I've thrown together a simple ReFS parser using the above assumpions and threw it upon github via a gist.
To utilize download it, and run it using ruby:
ruby resilience.rb -i foo.image --offset 123456789 --table --tree
You should get output similar to the following:
Of course if it doesn't work it could be because there are differences between our images that are unaccounted for, in which case if you drop me a line we can tackle the issue together!

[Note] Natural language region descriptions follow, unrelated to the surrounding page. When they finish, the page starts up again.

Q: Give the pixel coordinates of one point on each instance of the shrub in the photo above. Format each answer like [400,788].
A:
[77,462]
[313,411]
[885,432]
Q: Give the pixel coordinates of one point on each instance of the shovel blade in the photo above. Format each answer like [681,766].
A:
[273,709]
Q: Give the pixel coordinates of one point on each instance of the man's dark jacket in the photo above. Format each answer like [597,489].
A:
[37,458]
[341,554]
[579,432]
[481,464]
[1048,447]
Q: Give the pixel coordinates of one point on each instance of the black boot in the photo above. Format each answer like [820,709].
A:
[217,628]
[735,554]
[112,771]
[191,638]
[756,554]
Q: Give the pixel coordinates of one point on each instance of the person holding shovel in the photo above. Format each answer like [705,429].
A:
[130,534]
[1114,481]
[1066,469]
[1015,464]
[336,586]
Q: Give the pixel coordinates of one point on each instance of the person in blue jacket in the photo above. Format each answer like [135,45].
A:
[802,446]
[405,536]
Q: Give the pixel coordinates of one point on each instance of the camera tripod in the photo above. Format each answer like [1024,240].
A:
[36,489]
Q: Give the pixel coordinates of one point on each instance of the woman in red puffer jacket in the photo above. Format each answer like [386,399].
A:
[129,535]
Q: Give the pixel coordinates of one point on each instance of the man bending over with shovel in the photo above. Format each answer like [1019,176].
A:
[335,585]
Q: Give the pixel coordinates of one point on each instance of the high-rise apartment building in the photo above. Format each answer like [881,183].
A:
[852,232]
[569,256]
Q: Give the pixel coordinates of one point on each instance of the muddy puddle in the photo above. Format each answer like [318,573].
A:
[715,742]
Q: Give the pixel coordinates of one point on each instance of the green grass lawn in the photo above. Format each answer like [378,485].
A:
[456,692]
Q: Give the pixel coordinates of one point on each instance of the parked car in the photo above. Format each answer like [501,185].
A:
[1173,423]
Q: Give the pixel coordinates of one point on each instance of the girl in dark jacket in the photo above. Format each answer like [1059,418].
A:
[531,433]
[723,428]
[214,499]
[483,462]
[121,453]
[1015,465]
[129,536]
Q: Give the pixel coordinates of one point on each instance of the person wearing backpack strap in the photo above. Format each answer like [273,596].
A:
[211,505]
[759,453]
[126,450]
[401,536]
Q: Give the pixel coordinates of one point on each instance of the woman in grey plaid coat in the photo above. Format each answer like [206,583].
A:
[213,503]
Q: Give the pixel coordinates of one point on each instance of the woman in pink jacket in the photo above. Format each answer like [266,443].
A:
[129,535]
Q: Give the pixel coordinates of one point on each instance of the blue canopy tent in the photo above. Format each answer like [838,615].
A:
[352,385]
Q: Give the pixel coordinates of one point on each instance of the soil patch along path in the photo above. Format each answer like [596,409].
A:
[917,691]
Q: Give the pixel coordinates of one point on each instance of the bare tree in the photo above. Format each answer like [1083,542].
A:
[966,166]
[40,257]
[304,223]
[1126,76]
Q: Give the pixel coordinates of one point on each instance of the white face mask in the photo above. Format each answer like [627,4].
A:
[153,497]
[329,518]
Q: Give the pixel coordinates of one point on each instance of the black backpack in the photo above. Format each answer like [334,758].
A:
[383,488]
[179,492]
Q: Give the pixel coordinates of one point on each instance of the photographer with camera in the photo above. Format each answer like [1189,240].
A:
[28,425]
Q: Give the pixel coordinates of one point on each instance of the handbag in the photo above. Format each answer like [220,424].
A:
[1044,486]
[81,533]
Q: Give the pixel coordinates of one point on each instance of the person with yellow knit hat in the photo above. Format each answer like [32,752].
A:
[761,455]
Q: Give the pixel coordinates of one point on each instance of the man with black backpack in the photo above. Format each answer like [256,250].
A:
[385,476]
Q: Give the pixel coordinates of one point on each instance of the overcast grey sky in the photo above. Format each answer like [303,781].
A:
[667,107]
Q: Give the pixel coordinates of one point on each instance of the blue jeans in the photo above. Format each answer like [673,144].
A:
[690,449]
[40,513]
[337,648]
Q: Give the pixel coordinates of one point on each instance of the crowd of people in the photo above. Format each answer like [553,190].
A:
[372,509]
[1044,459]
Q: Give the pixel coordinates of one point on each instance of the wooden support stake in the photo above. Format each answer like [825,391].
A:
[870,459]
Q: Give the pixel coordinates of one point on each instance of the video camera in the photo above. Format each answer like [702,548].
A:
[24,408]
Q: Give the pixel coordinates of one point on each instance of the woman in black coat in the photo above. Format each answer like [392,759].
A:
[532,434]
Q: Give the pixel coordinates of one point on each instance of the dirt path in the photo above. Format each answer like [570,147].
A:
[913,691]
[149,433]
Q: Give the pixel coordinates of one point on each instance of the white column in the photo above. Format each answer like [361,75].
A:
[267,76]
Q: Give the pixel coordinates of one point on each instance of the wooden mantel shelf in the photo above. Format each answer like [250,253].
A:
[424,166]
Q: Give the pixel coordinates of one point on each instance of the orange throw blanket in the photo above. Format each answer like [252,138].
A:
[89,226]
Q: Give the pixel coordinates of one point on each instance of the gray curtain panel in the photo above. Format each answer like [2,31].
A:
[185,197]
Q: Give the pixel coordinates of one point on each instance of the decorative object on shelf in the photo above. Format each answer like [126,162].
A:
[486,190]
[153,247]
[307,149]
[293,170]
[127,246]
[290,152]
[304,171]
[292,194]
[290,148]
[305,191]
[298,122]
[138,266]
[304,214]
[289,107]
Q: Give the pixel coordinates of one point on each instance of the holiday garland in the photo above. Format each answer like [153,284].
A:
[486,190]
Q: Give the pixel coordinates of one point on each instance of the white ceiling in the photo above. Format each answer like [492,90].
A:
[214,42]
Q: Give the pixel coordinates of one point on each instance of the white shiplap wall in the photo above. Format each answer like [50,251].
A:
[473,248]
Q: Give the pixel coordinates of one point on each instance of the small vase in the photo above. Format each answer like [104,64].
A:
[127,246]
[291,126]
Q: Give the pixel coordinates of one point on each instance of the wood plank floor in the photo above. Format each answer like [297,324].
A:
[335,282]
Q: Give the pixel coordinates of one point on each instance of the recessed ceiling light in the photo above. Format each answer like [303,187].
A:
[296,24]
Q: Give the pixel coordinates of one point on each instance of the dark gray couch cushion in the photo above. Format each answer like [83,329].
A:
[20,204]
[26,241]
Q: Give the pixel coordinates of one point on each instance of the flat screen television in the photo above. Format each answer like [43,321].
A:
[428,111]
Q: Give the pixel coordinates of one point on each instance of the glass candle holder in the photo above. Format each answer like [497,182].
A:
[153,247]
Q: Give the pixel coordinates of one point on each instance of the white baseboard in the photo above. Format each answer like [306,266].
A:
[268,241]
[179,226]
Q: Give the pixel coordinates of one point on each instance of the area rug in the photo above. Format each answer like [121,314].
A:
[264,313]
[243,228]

The next steps on the analysis roadmap are to continue diving into the page allocation and addressing mechanisms, there is most likely additional mechanisms to navigate to the critical data structures immediately from the first sector or page 0x1e (since the address of that is known / fixed). Also continuing to investigate each page and analyzing it's contents, especially in the scope of various file and system changes should go a long ways to revealing semantics.